Mi stiracchiai lentamente, sentendo la morbidezza delle lenzuola sulla pelle, e mi concessi un breve momento di pace prima che il peso della realtà tornasse a farsi sentire. La mente mi si affollò di domande: perché Devon era così coinvolto? Che cosa significava tutto questo per me? Per il momento, però, mi limitai a respirare la calma quiete del mattino, assaporandola come un dono raro.

Dopo aver aspettato tutta la mattina senza che di Devon ci fosse traccia, la fame crescente alla fine mi costrinse a uscire. Il portiere conosceva il mio nome e mi offrì il suo aiuto, ma rifiutai, a disagio per quel trattamento speciale.

Il supermercato di lusso al piano terra era sfarzoso come tutto il resto del quartiere. Stavo scegliendo solo l'essenziale, quando una voce familiare e sgradita ruppe l'atmosfera silenziosa.

«Ma guarda un po' chi si vede.»

Mi voltai e trovai Jessica in piedi davanti a me, a braccetto con Brian Miller. I suoi occhi si strinsero mentre registrava la mia presenza.

«Non è la ragazza nuova della scuola?» chiese Brian, con lo sguardo che si accendeva di interesse. «Abiti da queste parti?»

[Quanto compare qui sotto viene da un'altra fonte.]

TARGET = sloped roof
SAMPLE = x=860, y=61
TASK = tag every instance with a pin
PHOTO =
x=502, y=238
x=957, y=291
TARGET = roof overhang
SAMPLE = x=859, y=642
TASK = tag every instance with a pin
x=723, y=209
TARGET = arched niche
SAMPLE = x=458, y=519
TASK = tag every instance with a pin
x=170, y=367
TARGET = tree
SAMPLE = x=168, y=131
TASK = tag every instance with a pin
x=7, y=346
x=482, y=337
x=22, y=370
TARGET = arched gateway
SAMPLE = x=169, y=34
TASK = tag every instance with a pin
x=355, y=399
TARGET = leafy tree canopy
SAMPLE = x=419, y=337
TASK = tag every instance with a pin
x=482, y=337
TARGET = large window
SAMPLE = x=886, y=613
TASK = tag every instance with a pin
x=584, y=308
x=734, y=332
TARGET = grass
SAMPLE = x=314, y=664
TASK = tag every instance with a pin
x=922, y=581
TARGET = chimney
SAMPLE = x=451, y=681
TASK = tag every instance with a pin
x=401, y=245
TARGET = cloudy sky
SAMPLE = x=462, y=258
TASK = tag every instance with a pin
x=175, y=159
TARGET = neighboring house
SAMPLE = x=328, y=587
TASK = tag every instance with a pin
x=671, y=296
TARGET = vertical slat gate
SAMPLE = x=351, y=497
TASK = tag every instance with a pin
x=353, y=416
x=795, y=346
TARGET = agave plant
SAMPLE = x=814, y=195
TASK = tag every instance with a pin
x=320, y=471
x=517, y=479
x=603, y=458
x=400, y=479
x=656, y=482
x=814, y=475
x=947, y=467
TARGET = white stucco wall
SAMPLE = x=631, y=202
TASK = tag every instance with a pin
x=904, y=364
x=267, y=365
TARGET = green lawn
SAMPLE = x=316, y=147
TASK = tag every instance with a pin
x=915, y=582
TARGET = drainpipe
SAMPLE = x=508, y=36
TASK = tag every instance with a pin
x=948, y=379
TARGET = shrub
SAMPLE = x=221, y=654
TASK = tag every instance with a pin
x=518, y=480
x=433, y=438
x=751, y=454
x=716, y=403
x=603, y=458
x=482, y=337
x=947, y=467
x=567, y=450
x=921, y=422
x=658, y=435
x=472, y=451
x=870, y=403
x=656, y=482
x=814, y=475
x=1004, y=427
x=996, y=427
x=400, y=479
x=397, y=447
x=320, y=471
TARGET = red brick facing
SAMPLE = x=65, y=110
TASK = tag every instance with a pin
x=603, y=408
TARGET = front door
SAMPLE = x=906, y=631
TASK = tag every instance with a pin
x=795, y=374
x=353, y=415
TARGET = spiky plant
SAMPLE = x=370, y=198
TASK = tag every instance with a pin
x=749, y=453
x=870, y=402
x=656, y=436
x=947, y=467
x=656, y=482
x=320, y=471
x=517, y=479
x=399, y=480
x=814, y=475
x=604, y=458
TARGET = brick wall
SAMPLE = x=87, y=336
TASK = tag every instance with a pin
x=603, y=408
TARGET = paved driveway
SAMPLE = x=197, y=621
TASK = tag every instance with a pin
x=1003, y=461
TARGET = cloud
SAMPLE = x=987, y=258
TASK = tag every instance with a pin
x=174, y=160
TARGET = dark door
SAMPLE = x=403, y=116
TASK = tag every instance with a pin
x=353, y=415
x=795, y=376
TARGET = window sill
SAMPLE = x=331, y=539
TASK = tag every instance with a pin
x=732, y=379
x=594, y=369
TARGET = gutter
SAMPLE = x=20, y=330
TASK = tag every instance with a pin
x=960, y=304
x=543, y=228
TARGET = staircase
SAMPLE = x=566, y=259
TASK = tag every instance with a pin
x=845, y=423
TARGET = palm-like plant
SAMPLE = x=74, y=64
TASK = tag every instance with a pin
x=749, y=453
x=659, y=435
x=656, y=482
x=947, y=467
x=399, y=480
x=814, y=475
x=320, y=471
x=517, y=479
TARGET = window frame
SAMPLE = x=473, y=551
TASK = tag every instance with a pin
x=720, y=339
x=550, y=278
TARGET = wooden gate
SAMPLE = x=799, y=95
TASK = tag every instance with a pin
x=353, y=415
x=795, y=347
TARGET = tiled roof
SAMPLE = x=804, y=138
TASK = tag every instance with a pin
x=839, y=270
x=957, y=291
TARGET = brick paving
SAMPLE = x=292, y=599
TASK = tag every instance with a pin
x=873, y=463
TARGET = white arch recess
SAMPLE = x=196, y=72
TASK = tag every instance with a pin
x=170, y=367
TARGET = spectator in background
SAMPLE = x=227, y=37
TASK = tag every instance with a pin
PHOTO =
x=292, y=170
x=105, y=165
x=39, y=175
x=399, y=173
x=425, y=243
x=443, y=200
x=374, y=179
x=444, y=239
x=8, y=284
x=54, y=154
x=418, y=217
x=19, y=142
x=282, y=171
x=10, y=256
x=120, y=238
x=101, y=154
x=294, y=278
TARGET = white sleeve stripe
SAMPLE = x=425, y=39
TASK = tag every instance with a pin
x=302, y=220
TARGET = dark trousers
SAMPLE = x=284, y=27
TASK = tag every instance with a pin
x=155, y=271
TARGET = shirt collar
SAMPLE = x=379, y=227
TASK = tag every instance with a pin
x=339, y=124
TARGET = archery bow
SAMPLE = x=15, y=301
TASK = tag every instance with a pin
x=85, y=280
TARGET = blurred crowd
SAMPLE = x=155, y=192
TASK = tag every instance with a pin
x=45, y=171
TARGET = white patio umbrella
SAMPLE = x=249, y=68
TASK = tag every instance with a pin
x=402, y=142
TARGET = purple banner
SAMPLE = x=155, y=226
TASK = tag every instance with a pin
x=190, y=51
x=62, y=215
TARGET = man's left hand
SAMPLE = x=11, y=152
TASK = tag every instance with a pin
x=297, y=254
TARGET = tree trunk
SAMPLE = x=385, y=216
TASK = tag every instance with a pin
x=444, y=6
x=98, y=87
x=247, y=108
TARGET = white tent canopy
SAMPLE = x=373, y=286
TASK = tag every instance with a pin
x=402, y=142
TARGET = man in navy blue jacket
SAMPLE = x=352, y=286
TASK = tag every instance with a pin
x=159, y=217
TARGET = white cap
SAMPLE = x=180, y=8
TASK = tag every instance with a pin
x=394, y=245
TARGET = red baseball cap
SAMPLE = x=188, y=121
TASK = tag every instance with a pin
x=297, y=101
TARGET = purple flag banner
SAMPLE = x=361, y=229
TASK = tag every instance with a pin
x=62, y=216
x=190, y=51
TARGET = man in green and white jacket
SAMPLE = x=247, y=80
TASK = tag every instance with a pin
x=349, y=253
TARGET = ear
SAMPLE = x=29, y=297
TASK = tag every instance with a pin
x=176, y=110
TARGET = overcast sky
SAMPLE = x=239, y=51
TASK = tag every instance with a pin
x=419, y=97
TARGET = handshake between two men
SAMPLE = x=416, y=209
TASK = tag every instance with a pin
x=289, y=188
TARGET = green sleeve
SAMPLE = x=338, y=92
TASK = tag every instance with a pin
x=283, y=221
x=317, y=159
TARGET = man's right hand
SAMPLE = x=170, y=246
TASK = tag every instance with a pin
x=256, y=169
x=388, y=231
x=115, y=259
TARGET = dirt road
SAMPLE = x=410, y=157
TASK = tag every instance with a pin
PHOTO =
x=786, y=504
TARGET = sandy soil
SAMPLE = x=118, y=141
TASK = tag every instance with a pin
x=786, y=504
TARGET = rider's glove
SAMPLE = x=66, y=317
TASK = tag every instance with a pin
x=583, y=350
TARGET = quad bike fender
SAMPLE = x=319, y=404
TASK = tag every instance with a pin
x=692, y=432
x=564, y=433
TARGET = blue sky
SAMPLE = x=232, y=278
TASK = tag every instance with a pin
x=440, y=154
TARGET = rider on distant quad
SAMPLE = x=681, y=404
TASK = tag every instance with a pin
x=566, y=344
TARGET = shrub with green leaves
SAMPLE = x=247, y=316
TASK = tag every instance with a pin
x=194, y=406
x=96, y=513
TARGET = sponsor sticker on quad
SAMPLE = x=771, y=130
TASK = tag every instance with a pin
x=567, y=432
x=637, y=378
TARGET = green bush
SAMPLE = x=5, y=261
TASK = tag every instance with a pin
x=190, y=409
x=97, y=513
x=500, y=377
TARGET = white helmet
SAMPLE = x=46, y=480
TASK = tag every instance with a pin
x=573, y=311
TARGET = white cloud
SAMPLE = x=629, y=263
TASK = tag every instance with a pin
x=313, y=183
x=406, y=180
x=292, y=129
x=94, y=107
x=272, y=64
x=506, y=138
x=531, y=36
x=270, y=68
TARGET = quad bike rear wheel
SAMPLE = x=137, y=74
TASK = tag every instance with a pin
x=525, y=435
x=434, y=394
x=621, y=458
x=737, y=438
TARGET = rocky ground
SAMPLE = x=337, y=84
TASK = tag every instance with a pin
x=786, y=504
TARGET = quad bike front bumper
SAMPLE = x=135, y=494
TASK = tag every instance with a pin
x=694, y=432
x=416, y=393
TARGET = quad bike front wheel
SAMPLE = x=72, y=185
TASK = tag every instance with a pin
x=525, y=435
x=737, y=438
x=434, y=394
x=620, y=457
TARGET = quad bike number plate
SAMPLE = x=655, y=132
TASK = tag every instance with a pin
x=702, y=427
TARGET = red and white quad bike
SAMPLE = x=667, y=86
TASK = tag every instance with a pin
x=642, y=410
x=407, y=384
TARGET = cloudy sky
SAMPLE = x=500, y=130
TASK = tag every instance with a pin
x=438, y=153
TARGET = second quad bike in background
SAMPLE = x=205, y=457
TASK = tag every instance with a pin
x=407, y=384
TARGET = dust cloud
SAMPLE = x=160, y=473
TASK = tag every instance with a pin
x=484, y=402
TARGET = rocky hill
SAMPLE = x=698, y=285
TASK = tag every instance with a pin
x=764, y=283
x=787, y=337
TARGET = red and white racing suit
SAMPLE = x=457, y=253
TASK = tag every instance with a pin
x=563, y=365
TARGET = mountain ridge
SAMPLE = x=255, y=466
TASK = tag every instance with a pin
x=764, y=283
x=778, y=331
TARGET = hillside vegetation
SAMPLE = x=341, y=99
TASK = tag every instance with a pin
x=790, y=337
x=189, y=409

La presa di Jessica sul suo braccio si fece visibilmente più stretta. «Perché continui a spuntare ovunque? Adesso ti sei messa a perseguitare il mio ragazzo?»

Alzai gli occhi al cielo e continuai a fare la spesa. «Hai dei gusti davvero discutibili se ti piace un tipo del genere» dissi, guardando Brian con aria eloquente.

Il suo viso avvampò di rabbia. «Ti credi tanto speciale solo perché Lily Pike ti copre le spalle?»

Brian sogghignò, avvicinandosi a me di proposito. «Non darle retta. Che ne dici se ci prendiamo qualcosa da bere, uno di questi giorni? In che appartamento abiti?»

Jessica si mise in mezzo per sbarrarmi la strada. «Non vai da nessuna parte finché non ho finito di parlarti.»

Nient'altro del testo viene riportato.